Cult quotient: At the height of his fame, Salinger retreated from the literary marketplace to write for pleasure. Amy Sancetta / AP
This perhaps is why Salinger fascinates anyone who likes books. At a time when book tours and media interviews are the norm, he gave none. At a time when even the most literary authors salivate after commercial success, Salinger achieved such success and then eschewed it. Even after The New Yorker, that pinnacle of magazine journalism, dedicated almost an entire issue to a single Salinger story, he wrote fewer pieces for the magazine, not more. Although he supposedly wrote for a few hours a day, Salinger didn’t publish a thing after his 1961 book, Franny and Zooey. For anyone artistically inclined, there is a certain purity in this pursuit. As Salinger said himself in a rare interview to The New York Times, “There is a marvellous peace in not publishing…. I like to write; I love to write. But I write for my own pleasure.”
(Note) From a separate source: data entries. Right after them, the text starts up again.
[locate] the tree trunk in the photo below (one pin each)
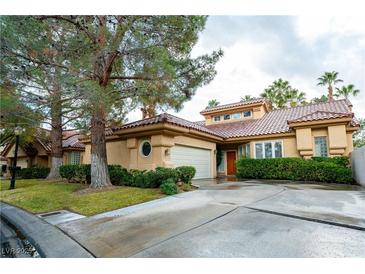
(330, 93)
(99, 163)
(56, 136)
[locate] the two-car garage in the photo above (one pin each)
(199, 158)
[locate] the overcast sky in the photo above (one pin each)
(261, 49)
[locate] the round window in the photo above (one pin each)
(146, 148)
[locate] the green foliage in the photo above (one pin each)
(247, 98)
(152, 178)
(322, 99)
(121, 176)
(330, 171)
(359, 136)
(329, 78)
(169, 187)
(281, 95)
(338, 160)
(186, 173)
(35, 172)
(346, 91)
(212, 103)
(75, 173)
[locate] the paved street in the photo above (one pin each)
(235, 219)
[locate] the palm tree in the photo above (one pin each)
(295, 97)
(346, 91)
(247, 98)
(212, 103)
(329, 79)
(322, 99)
(281, 95)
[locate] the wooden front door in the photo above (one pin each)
(231, 159)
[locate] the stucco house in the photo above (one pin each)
(243, 129)
(38, 152)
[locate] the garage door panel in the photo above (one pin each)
(196, 157)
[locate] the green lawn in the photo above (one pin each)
(38, 196)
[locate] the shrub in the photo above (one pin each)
(76, 173)
(164, 173)
(338, 160)
(168, 187)
(35, 172)
(294, 169)
(119, 176)
(186, 173)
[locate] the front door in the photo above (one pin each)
(231, 159)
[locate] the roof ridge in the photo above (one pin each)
(312, 104)
(229, 104)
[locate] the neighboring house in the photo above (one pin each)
(243, 129)
(39, 151)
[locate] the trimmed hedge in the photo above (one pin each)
(320, 170)
(76, 173)
(338, 160)
(36, 172)
(137, 178)
(186, 173)
(169, 187)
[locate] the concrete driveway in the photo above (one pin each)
(234, 219)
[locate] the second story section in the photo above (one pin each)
(244, 110)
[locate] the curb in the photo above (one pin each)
(49, 241)
(310, 219)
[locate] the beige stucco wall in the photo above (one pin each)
(87, 154)
(10, 152)
(117, 153)
(127, 152)
(257, 113)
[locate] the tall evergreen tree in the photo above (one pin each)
(35, 53)
(113, 54)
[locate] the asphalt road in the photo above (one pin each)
(231, 220)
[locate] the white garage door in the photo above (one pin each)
(191, 156)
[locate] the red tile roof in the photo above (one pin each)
(237, 104)
(320, 115)
(273, 122)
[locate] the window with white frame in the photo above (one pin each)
(269, 149)
(236, 115)
(247, 113)
(320, 146)
(244, 151)
(75, 158)
(217, 118)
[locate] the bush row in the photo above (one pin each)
(36, 172)
(338, 160)
(137, 178)
(295, 169)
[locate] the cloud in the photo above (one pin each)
(261, 49)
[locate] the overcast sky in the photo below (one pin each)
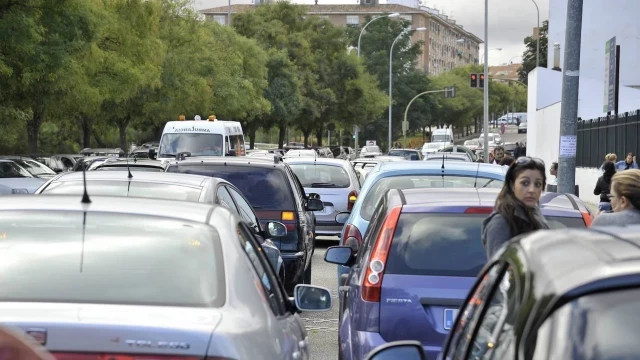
(510, 21)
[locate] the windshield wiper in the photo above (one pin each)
(322, 185)
(488, 182)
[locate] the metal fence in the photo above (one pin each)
(610, 134)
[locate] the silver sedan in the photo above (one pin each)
(145, 278)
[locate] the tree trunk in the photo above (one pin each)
(122, 128)
(86, 124)
(33, 130)
(281, 135)
(306, 134)
(252, 135)
(99, 141)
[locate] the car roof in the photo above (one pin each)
(475, 197)
(576, 261)
(138, 176)
(310, 160)
(425, 165)
(228, 160)
(182, 210)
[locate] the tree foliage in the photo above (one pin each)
(529, 55)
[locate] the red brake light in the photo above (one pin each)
(103, 356)
(372, 283)
(350, 200)
(587, 218)
(479, 210)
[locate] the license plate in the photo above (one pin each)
(449, 318)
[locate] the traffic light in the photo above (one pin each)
(474, 80)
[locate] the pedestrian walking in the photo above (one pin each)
(517, 209)
(553, 170)
(628, 163)
(603, 186)
(625, 200)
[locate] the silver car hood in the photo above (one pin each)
(31, 184)
(116, 328)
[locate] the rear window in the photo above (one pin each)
(437, 245)
(321, 176)
(422, 181)
(108, 258)
(124, 188)
(556, 222)
(266, 188)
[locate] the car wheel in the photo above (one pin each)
(307, 273)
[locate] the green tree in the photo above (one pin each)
(529, 55)
(38, 40)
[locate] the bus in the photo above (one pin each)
(211, 137)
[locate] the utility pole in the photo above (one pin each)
(569, 106)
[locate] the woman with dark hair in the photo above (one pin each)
(603, 186)
(517, 209)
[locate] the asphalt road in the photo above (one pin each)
(323, 326)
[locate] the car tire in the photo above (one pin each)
(307, 273)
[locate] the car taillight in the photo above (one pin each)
(352, 237)
(351, 199)
(587, 218)
(372, 283)
(479, 210)
(103, 356)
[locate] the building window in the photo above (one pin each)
(353, 20)
(220, 19)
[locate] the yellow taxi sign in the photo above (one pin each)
(288, 215)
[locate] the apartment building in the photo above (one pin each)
(446, 43)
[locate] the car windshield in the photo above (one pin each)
(125, 188)
(596, 326)
(106, 258)
(440, 138)
(265, 188)
(9, 169)
(407, 154)
(437, 245)
(302, 153)
(195, 143)
(321, 176)
(422, 181)
(35, 168)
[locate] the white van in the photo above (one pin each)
(440, 138)
(209, 137)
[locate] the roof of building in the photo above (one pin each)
(351, 9)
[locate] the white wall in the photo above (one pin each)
(602, 19)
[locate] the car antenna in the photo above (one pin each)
(475, 181)
(85, 196)
(130, 176)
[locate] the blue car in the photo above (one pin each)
(420, 258)
(407, 175)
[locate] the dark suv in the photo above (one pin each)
(276, 194)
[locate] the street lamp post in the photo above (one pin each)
(391, 78)
(367, 24)
(538, 40)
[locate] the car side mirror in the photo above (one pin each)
(276, 229)
(314, 204)
(342, 217)
(340, 255)
(312, 298)
(405, 350)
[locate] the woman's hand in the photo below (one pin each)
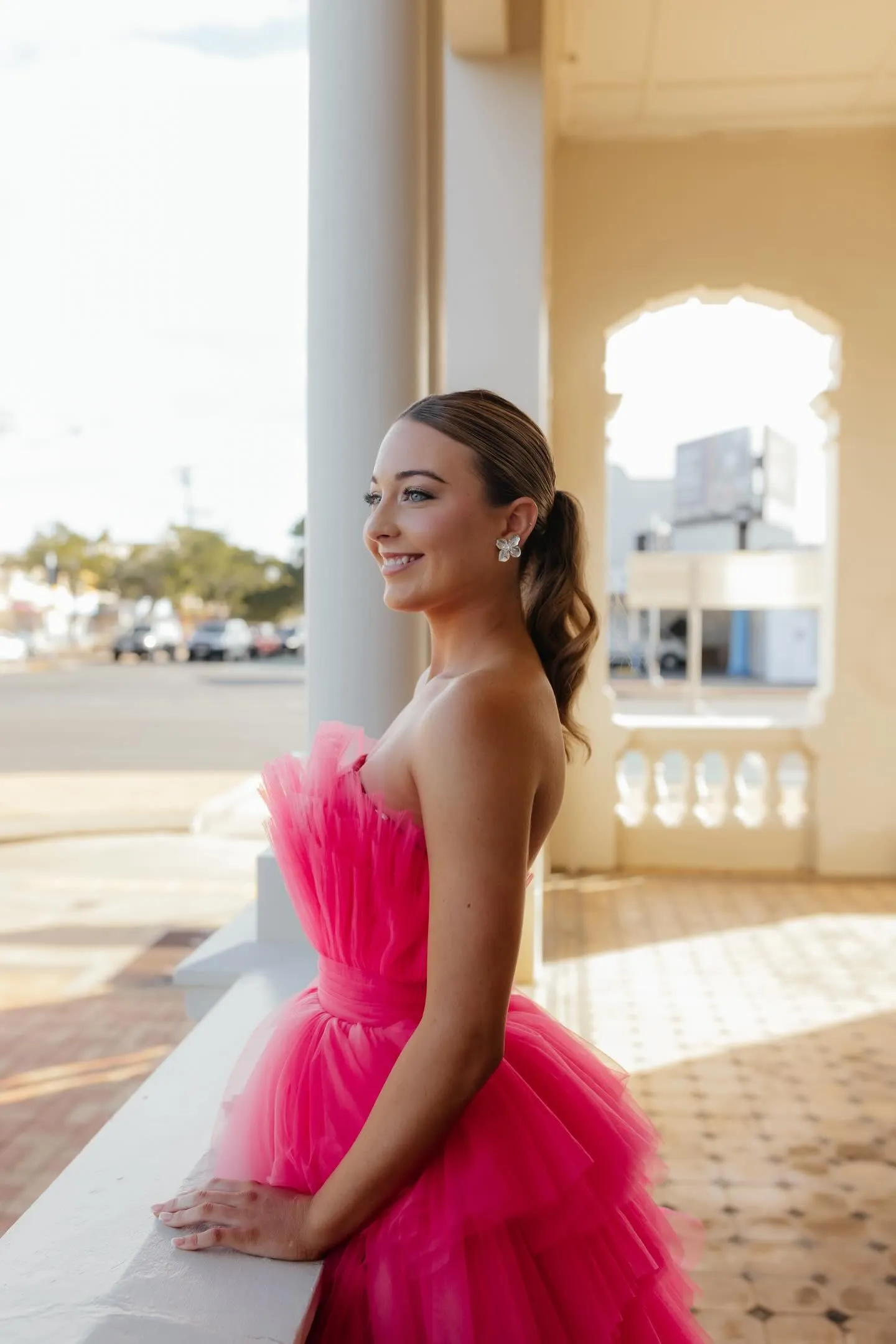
(246, 1216)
For the market-loving capitalist, the notion of retreating from commercial success would be contrarian, even quixotic. Success for many writers translates into royalty cheques, awards, and number of books sold. But even the most commercial artist, musician or author can relate to Salinger’s notion of writing for one’s own pleasure and turning away from the commercial marketplace. The reason is this: The most valuable thing a writer has is not only plot, narrative or characters. It is the authorial voice—unique and unmistakable. It is the reason Richard Powers or Philip Roth have not attained a wider audience even though they are revered by the literary establishment. Salinger, on the other hand, was all voice. He understood that markets influence the creative voice. Success taints creativity—Gauguin ran away to Tahiti to escape it. To stomach success and come out unscathed takes the strength of a Picasso. Salinger retreated from the world to preserve his authorial voice. Supposedly, he has a whole body of work for publication after his death. What a way to die!